Take Fox's Tucker Carlson. In his opinion, the March For Our Lives was backed by “wealthy and powerful people, billionaire Mike Bloomberg, former mayor of New York, Governor Andrew Cuomo and many others”. Leaving aside the hyperbole, it is chutzpah for Carlson to be shocked that there is money in politics.
Then there is the lunatic fringe. Frances Swaggert provides an example. Jimmy's widow hit the exacta. She claimed the Parkland students were used as “pawns” by liberal billionaires like George Soros. And she dragged in the disarmed and doomed Jews meme. “Hitler’s regime took away guns from the people in Germany and then he herded all of those who did not like it into boxcars and shipped them to concentration camps."

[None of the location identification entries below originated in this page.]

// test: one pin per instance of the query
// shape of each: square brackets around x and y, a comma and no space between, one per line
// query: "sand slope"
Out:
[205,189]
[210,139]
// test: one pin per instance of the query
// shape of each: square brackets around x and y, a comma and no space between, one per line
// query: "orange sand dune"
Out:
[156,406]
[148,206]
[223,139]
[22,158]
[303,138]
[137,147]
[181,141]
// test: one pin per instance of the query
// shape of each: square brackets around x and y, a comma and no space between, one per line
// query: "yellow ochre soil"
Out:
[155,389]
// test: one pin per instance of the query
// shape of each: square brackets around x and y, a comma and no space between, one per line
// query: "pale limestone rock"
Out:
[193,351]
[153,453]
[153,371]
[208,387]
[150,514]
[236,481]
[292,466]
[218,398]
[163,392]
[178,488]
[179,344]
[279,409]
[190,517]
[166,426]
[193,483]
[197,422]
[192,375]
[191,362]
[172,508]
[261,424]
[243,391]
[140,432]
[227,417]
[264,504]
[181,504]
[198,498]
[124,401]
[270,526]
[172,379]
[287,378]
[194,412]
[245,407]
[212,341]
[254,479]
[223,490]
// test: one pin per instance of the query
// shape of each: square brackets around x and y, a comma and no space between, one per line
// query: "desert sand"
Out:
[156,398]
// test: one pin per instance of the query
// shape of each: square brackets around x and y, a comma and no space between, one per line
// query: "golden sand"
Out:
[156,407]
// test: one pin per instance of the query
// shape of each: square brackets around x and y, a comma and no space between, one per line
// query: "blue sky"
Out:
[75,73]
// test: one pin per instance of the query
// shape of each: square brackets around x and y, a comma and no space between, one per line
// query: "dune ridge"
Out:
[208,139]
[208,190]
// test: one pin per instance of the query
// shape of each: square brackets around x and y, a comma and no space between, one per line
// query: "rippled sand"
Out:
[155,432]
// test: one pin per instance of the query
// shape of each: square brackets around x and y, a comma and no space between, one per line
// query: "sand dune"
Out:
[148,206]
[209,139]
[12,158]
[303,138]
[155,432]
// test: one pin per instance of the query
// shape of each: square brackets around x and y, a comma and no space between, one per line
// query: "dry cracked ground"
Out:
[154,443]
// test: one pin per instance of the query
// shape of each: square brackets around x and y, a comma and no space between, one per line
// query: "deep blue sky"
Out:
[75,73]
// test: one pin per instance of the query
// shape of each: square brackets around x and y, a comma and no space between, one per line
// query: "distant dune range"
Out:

It's illogical. How many Jews had guns anyway? And what good would they have done? The French & Polish military had guns - and tanks and planes. The idea that an armed citizenry can resist the full military might of the state is absurd.
Kevin McCullough, a conservative shill, encapsulates much of the gun zealot's scare tactics in one paragraph. He demeans the student organizers by understating their education. He trots out the rich, far-left boogeymen. He gratuitously throws in socialism. And he promotes the gun grab nonsense.
Even though they have little more than a junior high level of education under their belt. The political left, driven by a leftist media and financed by uber-rich and hard-left celebrities are willing to use them and to continue to use them to advance their socialist utopia ideals. (One of the primary ideas of which has always included disarming the masses.)
The students never suggested a ban on guns. Nor did they demand a repeal of the second amendment. They asked for sensible regulations on firearms. And in that, they mirrored the majority of Americans including gun owners. Who are the adults in the conversation?